Rabu, 24 Juni 2020

Pilkada [Kenapa Nggak] Online?


Aku pernah mengikuti survei online. Juga, ulangan anak sekolah edisi pandemi covid-19—yang dikerjakan di hp ibunya di rumah. Sekali mengirimkan isian/jawaban atas sejumlah pertanyaan, kita tidak bisa mengulanginya dengan identitas yang sama.

Aku jadi bertanya-tanya, kenapa pilkada 2020 tidak dilakukan dengan cara itu saja? Apakah itu terlalu mudah diganggu—dimanipulasi, di-hack atau sejenisnya? Ataukah karena datanya bisa masuk ke negara lain—via google atau siapa yang memfasilitasinya.

Terlepas dari kemungkinan kendala-kendala tersebut—yang pasti bisa saja diatasi atau dicarikan solusinya—penggunaan cara teknis pemberian suara itu sangat sederhana. Setiap warga negara bisa memilih melalui ponsel dengan akses internet masing-masing, dan cukup di rumah saja.

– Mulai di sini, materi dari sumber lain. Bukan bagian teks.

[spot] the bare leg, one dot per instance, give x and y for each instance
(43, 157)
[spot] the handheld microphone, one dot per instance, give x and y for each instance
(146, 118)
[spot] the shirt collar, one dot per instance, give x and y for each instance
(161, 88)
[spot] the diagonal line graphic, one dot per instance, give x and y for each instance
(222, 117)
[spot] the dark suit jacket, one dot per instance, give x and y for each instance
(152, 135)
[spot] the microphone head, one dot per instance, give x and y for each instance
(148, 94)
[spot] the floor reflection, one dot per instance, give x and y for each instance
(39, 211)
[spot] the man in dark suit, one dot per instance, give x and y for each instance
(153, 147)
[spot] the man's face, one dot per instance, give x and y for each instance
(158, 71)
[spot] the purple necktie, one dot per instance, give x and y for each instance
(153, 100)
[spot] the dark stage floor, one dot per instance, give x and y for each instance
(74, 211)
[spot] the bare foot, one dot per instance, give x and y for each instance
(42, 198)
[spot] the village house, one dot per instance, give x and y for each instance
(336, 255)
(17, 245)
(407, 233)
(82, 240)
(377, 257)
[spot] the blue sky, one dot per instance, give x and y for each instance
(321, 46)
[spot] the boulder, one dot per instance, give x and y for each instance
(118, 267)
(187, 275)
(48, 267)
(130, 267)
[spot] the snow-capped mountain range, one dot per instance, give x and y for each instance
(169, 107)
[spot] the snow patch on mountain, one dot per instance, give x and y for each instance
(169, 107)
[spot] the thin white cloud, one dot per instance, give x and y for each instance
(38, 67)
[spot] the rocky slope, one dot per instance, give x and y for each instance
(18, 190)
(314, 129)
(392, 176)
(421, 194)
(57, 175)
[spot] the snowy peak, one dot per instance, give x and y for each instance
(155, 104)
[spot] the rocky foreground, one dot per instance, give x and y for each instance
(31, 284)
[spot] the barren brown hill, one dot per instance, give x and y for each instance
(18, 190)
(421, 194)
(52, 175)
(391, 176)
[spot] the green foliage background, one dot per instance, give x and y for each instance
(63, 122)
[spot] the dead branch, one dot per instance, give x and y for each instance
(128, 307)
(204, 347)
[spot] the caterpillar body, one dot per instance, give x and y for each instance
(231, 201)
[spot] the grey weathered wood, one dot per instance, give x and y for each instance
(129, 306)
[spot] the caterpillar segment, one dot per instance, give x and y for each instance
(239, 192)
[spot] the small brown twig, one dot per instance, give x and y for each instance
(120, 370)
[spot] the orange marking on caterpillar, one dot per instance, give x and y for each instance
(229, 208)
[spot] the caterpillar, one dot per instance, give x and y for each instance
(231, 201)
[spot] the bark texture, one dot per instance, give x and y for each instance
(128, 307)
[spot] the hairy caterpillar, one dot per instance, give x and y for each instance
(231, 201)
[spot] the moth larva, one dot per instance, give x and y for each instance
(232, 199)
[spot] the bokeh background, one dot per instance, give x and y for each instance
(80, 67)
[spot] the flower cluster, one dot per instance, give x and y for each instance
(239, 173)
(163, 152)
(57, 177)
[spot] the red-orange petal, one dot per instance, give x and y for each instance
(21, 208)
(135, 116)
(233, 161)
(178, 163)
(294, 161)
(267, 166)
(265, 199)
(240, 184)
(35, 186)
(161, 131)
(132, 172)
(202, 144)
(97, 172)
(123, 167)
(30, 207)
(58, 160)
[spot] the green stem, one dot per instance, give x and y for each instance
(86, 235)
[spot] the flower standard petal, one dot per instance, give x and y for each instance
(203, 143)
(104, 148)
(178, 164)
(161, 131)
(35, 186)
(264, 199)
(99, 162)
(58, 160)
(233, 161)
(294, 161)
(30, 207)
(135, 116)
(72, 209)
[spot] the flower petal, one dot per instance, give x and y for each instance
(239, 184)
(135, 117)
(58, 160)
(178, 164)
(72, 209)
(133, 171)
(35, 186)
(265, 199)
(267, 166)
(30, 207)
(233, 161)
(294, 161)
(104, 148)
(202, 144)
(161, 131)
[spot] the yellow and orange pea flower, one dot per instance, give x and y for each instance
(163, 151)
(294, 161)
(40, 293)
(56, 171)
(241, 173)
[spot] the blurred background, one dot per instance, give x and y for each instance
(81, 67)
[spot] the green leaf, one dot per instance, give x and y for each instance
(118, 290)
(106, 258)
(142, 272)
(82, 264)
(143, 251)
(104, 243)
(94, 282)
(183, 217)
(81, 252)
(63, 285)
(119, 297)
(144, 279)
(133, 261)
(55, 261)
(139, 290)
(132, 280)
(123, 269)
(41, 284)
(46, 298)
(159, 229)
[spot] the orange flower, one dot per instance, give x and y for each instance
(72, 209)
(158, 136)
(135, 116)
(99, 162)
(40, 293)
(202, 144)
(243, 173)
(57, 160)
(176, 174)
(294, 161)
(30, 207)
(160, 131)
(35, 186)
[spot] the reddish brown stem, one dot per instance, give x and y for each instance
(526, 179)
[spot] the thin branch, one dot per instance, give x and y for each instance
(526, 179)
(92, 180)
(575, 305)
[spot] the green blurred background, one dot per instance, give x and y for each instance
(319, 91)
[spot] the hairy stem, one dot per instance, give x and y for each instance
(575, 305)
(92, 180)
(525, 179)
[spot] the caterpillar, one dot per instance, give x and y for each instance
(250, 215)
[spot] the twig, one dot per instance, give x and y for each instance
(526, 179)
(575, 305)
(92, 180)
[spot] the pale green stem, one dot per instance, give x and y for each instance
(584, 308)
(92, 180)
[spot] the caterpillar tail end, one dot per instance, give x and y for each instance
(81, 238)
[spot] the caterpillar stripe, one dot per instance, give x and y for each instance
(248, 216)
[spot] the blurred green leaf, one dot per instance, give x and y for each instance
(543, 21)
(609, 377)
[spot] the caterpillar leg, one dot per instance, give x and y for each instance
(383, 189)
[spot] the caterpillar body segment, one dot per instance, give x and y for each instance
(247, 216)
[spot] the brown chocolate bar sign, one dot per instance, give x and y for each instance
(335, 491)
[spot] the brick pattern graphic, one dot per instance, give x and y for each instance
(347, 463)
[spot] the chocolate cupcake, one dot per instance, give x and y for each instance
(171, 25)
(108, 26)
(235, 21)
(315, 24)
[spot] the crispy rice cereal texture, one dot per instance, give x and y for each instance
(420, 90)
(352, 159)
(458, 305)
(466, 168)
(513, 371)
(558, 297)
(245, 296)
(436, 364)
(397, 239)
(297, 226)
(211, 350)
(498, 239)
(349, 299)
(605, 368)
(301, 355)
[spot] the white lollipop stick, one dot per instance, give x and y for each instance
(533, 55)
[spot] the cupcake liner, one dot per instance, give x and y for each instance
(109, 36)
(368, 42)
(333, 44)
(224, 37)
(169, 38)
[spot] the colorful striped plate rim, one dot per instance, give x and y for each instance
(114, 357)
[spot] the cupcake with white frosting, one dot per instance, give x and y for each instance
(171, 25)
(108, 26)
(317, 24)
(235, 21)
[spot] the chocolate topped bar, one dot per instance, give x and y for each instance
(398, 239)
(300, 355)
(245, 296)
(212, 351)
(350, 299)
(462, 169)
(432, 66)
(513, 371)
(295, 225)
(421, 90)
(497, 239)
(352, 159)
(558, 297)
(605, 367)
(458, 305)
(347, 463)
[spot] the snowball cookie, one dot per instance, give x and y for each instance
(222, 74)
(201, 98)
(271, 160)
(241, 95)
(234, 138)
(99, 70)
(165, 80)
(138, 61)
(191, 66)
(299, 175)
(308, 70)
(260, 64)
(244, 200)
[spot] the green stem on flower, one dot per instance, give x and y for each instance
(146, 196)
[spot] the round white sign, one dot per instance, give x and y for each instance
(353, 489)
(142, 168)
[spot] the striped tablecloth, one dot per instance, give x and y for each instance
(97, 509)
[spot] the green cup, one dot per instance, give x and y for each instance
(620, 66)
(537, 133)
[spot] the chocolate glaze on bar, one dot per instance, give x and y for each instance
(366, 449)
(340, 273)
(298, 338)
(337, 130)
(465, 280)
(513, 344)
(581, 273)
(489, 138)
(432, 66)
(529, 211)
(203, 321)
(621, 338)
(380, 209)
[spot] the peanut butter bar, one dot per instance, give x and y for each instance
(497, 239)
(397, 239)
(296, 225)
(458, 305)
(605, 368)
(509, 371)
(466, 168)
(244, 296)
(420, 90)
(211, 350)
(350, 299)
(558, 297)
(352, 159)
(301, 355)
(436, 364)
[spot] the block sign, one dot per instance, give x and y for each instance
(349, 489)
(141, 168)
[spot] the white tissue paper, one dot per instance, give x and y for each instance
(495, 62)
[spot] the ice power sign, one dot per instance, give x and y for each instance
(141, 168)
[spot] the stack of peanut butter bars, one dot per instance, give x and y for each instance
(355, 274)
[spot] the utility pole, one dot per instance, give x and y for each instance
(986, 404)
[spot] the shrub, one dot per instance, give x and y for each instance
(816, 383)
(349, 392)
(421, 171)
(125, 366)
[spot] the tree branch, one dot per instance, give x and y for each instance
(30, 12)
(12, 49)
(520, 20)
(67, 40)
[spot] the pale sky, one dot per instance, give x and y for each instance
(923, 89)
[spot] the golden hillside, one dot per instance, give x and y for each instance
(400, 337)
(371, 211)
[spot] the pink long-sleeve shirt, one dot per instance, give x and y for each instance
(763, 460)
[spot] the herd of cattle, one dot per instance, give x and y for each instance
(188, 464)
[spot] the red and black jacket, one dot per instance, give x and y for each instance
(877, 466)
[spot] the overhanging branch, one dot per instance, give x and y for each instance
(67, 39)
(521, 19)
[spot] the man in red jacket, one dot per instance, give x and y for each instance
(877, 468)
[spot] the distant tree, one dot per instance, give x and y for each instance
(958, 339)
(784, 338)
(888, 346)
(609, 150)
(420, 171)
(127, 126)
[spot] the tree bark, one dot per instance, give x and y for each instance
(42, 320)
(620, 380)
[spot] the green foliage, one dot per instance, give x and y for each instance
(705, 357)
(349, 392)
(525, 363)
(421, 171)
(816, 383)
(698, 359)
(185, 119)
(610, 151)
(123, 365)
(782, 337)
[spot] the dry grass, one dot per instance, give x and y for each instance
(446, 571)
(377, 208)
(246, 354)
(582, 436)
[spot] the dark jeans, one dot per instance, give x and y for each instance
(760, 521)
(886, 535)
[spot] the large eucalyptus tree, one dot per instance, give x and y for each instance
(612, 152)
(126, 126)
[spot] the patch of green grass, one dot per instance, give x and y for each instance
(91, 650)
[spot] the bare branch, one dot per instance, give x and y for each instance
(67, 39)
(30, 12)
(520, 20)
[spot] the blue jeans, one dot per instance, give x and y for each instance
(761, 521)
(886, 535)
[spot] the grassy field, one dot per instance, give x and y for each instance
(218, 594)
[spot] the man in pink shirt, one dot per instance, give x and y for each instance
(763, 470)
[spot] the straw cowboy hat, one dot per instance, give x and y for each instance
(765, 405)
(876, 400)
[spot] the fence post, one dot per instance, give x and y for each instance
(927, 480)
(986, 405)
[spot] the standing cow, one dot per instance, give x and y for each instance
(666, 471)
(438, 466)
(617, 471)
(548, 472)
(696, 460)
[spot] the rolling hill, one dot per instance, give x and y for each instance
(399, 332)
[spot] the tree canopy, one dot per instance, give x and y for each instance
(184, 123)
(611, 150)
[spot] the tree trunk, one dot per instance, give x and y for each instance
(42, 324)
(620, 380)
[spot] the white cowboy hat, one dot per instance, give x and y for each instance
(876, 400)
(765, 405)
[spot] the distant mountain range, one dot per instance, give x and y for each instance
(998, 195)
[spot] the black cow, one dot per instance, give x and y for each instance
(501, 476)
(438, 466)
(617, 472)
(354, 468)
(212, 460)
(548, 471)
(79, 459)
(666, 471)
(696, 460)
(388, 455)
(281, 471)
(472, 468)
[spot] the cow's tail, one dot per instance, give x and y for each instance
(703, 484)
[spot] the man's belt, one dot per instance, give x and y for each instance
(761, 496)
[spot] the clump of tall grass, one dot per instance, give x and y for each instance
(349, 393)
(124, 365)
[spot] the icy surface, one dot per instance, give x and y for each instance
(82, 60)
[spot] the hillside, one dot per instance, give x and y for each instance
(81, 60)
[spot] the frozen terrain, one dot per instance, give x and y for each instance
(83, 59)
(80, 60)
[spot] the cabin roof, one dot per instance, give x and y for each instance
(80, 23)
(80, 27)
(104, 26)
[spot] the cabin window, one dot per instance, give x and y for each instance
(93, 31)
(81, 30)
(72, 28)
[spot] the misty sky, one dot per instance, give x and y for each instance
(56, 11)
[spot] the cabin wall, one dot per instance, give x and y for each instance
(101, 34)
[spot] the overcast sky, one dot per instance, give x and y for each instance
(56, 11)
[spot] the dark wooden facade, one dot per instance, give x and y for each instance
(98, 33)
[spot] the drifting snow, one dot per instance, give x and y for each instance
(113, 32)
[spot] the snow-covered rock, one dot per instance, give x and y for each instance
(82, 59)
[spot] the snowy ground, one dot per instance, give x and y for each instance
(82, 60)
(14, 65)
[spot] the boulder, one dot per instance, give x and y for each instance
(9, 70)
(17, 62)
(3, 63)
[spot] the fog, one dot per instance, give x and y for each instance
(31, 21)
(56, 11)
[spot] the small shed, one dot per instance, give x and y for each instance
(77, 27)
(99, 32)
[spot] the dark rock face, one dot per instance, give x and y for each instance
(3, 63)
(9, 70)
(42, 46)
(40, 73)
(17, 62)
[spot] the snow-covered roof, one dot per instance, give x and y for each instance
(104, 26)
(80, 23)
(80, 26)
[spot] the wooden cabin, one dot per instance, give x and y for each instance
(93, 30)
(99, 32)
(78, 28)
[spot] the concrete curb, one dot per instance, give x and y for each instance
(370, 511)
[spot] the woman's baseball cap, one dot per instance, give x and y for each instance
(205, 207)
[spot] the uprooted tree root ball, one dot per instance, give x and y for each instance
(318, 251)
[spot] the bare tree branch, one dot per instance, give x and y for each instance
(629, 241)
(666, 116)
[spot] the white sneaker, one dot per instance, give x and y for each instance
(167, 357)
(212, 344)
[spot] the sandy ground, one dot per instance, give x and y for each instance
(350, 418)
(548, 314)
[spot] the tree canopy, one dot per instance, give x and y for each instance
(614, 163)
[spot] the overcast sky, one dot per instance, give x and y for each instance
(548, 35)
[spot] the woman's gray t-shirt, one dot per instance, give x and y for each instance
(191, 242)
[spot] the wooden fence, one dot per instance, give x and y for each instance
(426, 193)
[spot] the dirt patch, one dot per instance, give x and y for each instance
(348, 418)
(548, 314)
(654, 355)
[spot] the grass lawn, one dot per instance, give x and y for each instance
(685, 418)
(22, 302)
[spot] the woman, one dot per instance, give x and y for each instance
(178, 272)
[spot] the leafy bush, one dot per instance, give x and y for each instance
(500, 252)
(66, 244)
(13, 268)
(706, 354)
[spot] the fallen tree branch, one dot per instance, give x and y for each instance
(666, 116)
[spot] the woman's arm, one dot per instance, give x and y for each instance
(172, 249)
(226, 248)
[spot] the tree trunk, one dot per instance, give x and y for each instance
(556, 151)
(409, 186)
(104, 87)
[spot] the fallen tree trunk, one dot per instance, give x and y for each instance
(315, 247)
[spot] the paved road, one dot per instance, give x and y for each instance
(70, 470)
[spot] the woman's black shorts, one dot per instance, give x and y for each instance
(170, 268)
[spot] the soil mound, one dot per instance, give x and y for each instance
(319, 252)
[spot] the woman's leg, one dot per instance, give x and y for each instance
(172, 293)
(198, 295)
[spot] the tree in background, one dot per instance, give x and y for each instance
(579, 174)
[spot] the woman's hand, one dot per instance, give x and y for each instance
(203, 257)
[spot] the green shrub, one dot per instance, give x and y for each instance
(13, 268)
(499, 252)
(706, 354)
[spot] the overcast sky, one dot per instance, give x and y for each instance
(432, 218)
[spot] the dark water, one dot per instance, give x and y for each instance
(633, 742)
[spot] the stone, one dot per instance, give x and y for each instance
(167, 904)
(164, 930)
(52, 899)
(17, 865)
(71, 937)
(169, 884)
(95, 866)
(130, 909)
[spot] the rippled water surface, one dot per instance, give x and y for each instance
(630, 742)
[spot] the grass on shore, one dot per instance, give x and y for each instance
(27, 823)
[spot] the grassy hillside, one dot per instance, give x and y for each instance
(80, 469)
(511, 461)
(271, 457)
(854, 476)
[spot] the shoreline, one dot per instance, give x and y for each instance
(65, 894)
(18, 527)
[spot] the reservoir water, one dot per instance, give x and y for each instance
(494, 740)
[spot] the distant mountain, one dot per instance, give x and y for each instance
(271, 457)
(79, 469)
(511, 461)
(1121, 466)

Kecuali yang tidak punya ponsel semacam itu. Tinggal sebarkan link, tentukan kapan dan dari jam berapa sampai jam berapa link tersebut dapat diakses dan mengirimkan partisipasi suara, dan tetap kompori (kampanyekan) agar para pemilik hak suara berpartisipasi memilih pemimpian daerahnya.

Identitas yang digunakan untuk memilih adalah NIK (Nomor Induk Kewarganegaraan). Jika NIK yang digunakan tidak termasuk sebagai pemilik hak pilih dalam pilkada tersebut, maka otomatis tidak masuk hitungan, atau tidak dapat mengirimkan suara (pilihan politiknya). Seperti halnya jika seorang siswa kelas 3C tapi dalam ulangan online mencantumkan data dirinya sebagai warga kelas 3F; akan gagal kirim atau tidak masuk hitungan.

Bagi yang tidak memiliki ponsel dengan akses internet, atau tidak memiliki paket data, atau di desanya tidak ada koneksi internet, mereka bisa datang ke TPS. Dalam hal ini, TPS-nya juga lebih sederhana. Di sana, KPU cukup menyediakan ponsel dan koneksi internet untuk pemilih agar bisa mengakses link dan memberikan suaranya secara online.

Mungkin pilkada gaya ini lebih sederhana dan lebih hemat biaya. Atau?